This warning label raises a very salient point for the industry: the ability to fly is not the same as the capability to fly. That, in turn, leads to another important point. There is something missing from that costume: the price tag. It's a different world. When I began my aviation career almost 40 years ago, Lyndon Johnson was President; the Beatles had invaded the U.S.; and Cassius Clay ruled the boxing world. Things have changed. But even change has changed; the process seems much faster now than it ever did.
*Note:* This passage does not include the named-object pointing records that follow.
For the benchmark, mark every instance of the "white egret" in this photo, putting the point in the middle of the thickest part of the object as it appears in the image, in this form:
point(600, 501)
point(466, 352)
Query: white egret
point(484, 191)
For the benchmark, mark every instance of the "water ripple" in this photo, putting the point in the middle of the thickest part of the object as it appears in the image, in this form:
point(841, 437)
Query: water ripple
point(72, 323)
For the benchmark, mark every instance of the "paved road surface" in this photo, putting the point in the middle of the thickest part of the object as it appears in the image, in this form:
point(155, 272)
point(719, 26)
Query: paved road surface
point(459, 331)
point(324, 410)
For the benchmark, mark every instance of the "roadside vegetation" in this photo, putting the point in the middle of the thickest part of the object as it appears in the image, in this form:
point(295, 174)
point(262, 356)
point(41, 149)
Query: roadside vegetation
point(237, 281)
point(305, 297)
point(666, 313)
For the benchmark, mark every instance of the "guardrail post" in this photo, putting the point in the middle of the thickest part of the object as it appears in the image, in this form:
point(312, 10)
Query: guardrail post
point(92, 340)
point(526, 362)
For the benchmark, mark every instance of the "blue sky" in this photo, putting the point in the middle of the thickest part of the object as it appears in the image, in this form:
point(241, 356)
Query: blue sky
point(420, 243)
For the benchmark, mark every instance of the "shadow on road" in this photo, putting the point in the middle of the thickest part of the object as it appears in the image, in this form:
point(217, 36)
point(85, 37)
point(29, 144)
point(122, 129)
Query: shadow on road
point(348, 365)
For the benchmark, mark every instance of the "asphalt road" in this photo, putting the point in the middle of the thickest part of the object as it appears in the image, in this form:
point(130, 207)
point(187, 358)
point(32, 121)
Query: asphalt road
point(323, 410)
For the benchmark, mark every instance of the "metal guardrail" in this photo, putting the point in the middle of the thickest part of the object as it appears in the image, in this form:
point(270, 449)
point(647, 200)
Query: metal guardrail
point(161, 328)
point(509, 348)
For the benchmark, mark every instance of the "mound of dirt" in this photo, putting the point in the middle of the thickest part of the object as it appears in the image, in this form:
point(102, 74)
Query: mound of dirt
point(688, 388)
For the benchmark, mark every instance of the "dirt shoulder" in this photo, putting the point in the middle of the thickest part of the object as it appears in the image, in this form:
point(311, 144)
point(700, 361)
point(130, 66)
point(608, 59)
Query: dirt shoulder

Consider if you will, just the language of aviation. Ten years ago there were no such phrases as Internet check-in, biometrics, no fly lists, Opt-out Programs and TSA. And today, those "cutting-edge" phrases have almost become hackneyed. The change, of course, is by no means limited to language. From terrorist threats to fuel prices in the $50-per-barrel range to the next generation of new large aircraft, this is a very unusual time.
Given the breadth and depth of the aviation industry, it's impossible to know exactly what airlines, airport managers, and customers are talking about on any given day. Having said that, though, one would be hard-pressed to find someone in the aviation industry that is not talking about money and, in turn, technology that saves money. Why? Just look at the headlines. "Big Airlines May Become Extinct" is but one example.
The International Air Transport Association (IATA) projects that airlines could lose $5.5 billion this year. In addition, it is estimated that each dollar-a-barrel increase in fuel costs the airlines millions in lost profits a year. Delta estimates that for every one cent per gallon increase in the price of jet fuel, it costs the carrier roughly $25 million more per year.
In aviation, like many industries, economics are cyclical. Even taking into account the events of 9/11, this is supposed to be a boom time. With passengers having returned to the skies, we expected a cyclical upswing in aviation profits. Yet airlines are losing money hand over fist. That's even more bizarre given that tourism is on the upswing.
According to the World Tourism and Travel Council, travel and tourism in the U.S. is expected to generate $1.5 billion of economic activity. That figure is expected to grow 5.6 percent in 2005 and by 4 percent each year, in real terms, between 2006 and 2015. That kind of money should buy quite a few airline tickets. It does. Unfortunately, current airline operating costs diminish virtually any advantage that growth brings.
With considerable debt, lost revenue from the immediate post-9/11 period, rising health care costs, a retiring workforce/pension burden, and fuel costs that are more than twice what was forecasted, airlines must operate much more efficiently. The cost-cutting solution that holds the most promise is technology. But technology has its price.
IATA says that airlines could save upwards of $10 billion a year - returning them to profitability - by implementing new technologies. Again, technology costs money. But if an airline doesn't invest now, it can't reap future savings and will cease to exist in its present state.
RFID, New Airliners, and Other Potential Solutions
One example of a technology that should be implemented is radio frequency identification devices (RFID) for baggage. At present, 80 percent of airline baggage goes where it's supposed to go - slightly less than 5 bags from every 1,000 passengers are lost, stolen, or damaged. Airlines estimate that each affected bag costs them some $100. RFID technology can raise baggage-handling efficiency from 80-99 percent. That's a considerable savings, especially over time.
Airlines are also looking at aircraft. Boeing's new 787 Dreamliner could save as much as 30 percent in fuel while reducing operating and maintenance costs. Airbus claims that its new A380 will provide "15-20 percent lower seat-mile costs and 10 per cent more range than today's largest aircraft," and a "fuel burn comparable with the best of small modern turbo-diesel cars."